Using the recipe for Mushroom Chipotle sauce from the Cruising Cuisine cookbook as a loose guide I sauteed some onions and garlic, set that aside and started chopping chipotle peppers. They're a smoked jalepeno pepper that can be super spicy. I didn't realize that Ben usually uses one to spice up an entire pot of beans. I also didn't realize that a "can of chipotle peppers" is usually around 4 ounces. I found a can in the dry storage and just started chopping and putting them all in the sauce (at this point it was just chicken bouillon, a can of green chiles and a can of mushrooms. The recipe called for a whole can and to simmer it down to about 1/3 of a cup.
At this Ben looks up and his eyes bug out--I had just used a 10 ounce can of chipotles. When you tried a bite it burned an actual hole into your tongue.
I really really didn't want to waste all those primo ingredients so I dug in the fridge and found leftover beans and corned beef and added that. Still too spicy. So I served it over rice and just ate it as fast as I could and tried to ignore the burning sensation in my stomach. Ben managed to eat a bite or two. You know it's spicy when he can only handle two bites: his curry usually makes me cry it's so spicy.
That night I just kept thinking about that mushroom sauce and how wasteful it was. When I woke up I dug through the pantry and found a can of tomato paste and rechecked the recipe. That was supposed to be in there. Oops.

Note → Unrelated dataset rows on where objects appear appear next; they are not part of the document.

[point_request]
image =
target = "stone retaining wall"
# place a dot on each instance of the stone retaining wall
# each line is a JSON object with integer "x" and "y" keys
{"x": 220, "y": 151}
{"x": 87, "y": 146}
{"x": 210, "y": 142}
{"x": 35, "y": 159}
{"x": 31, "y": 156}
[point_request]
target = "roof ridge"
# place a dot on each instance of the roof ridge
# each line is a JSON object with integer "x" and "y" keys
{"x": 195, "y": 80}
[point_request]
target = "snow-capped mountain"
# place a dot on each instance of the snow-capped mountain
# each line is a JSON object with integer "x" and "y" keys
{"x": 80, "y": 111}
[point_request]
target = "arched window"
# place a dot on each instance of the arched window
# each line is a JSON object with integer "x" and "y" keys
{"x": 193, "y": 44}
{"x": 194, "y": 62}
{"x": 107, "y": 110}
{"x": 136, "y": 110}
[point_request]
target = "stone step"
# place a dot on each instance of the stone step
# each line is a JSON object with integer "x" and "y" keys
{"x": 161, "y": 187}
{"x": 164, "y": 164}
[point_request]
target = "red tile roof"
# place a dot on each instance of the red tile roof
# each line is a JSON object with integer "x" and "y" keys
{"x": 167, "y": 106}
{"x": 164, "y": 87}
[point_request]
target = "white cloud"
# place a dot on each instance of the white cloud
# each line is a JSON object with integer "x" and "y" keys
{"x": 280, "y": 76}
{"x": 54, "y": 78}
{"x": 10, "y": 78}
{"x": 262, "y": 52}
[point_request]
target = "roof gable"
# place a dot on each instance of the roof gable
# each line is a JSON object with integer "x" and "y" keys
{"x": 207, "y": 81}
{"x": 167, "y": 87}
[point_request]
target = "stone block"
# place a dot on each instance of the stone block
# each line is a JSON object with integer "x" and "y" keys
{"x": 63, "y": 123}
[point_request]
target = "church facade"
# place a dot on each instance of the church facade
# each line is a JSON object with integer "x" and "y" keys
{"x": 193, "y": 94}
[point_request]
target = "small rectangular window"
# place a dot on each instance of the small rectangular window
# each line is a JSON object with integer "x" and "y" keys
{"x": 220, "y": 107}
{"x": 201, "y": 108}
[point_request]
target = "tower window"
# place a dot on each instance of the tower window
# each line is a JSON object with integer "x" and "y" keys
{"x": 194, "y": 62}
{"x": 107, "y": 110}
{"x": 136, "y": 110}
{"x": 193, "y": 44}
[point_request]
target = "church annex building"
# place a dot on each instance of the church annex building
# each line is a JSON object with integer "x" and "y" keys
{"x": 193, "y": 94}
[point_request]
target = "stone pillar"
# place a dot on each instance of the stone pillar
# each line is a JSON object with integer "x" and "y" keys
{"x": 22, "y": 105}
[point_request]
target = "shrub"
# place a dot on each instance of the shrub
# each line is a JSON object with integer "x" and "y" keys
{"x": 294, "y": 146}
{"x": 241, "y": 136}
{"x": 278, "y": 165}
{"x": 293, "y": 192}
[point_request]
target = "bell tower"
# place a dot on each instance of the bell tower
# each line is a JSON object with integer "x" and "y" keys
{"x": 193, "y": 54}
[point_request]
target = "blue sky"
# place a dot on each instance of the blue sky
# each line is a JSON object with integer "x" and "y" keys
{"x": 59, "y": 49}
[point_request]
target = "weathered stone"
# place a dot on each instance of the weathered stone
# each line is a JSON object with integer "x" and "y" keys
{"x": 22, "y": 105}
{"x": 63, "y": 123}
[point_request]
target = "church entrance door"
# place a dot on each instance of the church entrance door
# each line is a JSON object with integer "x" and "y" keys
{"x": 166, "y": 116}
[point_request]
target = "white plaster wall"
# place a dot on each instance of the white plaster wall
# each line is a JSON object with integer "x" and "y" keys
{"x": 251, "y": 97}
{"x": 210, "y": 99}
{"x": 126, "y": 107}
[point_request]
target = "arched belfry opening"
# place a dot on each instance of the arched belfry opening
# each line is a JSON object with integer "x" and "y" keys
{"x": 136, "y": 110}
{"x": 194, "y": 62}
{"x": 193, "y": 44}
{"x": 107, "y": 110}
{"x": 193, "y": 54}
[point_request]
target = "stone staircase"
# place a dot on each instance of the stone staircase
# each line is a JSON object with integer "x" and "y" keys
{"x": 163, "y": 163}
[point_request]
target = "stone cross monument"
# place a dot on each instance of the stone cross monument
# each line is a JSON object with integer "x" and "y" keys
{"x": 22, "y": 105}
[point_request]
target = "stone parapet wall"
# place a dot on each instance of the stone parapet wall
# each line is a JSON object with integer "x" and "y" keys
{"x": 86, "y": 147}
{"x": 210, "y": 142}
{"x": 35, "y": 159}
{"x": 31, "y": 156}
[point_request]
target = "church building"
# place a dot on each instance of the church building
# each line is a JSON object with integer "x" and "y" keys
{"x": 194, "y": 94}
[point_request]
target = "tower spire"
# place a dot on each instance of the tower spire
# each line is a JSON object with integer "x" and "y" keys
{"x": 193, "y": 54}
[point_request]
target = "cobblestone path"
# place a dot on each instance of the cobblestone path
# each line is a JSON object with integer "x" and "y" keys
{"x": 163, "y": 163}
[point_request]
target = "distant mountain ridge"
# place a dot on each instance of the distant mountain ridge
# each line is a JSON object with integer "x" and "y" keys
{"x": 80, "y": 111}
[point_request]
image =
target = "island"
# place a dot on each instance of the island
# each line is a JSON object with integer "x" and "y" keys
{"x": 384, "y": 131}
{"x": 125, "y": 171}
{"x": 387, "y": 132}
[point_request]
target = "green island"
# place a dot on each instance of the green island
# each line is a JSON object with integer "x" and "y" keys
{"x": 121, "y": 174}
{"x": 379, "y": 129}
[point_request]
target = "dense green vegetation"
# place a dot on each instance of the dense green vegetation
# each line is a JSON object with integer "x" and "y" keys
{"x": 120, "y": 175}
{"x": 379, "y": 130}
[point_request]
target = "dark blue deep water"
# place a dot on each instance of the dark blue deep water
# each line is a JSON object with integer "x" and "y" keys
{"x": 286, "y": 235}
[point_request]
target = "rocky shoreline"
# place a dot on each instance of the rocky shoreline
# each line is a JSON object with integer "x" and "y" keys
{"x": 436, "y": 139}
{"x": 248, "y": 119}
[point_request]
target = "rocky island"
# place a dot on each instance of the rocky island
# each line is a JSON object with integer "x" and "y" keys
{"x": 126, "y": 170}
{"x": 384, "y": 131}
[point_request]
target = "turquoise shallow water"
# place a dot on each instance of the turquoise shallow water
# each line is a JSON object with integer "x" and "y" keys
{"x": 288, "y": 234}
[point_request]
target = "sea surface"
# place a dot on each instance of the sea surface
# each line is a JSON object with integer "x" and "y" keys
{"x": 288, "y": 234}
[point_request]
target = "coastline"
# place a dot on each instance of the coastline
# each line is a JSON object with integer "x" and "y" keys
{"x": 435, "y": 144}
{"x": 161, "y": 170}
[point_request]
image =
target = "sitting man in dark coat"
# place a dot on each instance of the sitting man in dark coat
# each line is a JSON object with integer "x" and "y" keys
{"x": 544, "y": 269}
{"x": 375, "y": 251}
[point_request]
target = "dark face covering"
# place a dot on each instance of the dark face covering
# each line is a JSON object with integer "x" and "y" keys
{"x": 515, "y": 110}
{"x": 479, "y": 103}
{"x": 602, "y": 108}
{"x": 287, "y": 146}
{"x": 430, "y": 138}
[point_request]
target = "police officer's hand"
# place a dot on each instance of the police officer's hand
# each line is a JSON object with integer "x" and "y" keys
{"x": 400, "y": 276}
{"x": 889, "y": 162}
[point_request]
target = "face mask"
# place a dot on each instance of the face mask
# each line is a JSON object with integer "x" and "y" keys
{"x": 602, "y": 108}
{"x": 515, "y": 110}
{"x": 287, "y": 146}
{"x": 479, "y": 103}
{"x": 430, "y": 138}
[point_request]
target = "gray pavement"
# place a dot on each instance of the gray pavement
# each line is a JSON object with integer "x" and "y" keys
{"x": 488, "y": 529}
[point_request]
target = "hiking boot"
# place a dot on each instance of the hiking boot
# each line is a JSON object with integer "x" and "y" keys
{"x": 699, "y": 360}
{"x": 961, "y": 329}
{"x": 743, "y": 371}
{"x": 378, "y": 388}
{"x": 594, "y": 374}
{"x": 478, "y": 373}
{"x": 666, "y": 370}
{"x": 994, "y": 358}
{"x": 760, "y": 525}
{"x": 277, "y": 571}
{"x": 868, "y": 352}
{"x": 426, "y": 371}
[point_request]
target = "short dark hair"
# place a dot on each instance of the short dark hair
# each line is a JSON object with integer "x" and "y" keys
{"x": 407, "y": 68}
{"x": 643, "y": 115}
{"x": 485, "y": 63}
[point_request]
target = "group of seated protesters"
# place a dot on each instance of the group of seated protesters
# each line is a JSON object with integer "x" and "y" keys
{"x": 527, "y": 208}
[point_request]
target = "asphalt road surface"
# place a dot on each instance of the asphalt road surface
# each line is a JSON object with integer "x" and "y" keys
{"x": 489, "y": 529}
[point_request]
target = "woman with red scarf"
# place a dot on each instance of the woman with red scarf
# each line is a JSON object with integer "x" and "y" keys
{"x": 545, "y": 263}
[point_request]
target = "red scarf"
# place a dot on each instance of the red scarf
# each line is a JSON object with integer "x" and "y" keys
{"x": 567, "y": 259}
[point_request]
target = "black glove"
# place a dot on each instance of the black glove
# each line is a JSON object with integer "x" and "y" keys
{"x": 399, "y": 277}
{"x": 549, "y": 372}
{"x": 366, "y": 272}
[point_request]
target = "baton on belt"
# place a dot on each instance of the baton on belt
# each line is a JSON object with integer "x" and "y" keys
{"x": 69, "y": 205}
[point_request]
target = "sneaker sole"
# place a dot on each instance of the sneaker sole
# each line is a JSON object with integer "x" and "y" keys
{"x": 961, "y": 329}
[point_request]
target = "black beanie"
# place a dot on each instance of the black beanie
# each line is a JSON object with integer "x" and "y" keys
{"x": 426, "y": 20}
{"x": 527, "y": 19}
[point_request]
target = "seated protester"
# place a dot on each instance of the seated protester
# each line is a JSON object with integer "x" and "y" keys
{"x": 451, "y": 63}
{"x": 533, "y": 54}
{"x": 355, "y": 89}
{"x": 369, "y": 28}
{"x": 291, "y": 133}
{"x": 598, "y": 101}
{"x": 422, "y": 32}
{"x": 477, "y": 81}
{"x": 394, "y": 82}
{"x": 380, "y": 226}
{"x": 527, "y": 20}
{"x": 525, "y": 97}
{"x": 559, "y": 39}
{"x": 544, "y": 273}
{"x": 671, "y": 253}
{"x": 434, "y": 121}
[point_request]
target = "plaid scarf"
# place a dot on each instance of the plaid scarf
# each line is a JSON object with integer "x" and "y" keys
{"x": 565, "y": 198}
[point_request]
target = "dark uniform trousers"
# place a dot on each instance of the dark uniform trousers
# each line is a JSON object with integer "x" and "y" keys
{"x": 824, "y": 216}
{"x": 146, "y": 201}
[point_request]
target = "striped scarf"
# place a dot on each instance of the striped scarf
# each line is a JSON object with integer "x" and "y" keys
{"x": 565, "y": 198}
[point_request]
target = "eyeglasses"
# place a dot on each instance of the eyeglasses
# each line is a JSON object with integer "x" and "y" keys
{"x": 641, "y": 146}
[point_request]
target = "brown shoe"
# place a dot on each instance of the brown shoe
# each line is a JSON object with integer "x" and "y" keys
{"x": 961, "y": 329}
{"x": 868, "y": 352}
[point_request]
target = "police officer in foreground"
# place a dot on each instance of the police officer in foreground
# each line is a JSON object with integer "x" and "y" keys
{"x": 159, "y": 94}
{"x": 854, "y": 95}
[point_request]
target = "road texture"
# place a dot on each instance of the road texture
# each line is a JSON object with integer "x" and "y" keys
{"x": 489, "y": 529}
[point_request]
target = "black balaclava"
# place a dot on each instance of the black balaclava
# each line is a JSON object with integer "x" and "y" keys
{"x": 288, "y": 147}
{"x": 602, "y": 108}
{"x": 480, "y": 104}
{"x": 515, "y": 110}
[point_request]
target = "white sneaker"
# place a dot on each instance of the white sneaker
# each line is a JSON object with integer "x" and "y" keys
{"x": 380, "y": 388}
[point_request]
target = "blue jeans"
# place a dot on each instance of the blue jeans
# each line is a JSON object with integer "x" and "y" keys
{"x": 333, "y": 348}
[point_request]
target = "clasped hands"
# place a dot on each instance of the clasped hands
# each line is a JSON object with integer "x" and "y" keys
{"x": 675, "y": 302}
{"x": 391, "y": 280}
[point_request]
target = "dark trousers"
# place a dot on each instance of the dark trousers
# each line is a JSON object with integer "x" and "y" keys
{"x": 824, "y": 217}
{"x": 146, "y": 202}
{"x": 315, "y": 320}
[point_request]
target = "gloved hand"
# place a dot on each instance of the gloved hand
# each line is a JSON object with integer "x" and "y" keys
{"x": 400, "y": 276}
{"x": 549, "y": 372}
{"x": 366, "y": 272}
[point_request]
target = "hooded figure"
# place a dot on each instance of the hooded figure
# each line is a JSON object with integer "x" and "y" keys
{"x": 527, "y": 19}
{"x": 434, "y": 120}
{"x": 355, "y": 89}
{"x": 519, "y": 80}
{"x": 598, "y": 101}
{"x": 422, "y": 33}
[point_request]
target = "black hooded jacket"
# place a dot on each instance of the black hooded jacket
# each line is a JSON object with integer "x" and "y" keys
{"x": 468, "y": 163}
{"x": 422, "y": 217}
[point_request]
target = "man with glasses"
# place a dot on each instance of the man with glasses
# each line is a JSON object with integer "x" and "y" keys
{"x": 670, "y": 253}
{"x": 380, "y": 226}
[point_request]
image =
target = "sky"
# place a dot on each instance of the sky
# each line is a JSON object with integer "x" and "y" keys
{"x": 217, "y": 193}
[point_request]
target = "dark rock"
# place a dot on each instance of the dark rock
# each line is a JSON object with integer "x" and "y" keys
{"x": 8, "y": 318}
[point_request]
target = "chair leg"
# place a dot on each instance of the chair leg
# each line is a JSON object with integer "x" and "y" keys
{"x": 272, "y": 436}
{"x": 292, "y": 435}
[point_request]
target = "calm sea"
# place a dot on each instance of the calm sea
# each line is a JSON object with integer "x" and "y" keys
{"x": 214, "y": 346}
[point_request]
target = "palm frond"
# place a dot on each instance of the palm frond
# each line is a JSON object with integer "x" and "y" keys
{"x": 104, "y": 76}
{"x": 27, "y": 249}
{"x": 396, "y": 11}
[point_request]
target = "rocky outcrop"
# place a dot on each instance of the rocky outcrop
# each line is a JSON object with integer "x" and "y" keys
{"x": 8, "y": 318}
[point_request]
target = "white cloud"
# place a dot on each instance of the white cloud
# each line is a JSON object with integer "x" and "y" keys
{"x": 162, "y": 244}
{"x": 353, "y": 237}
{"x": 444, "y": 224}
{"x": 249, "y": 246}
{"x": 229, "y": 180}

So I served about a tablespoon of that over some potato frittata and it was almost palatable. Still scratching my head about what to do with it all I decided to add more beans. So after soaking a couple cups of black beans and bummed some cans of tomato paste and diced tomatoes from Dragonsbane I had a sort of chipotle chili that they helped us eat. But there were still leftovers.
The day after chili, Dragonsbane cooked up some burritos and I used the chipotle chili as a topping and there were STILL leftovers. On day four I added macaroni noodles--Ben and I finally polished off that sauce with some chili mac. By this time we were sailing to Raiatea.
Looking back at it, it wasn't such a bad thing on a boat to have this never ending tasty thing that could be tweaked meal to meal. I'm brainstorming something like that for the passage to Tonga. Maybe something a little less spicy, with fewer beans.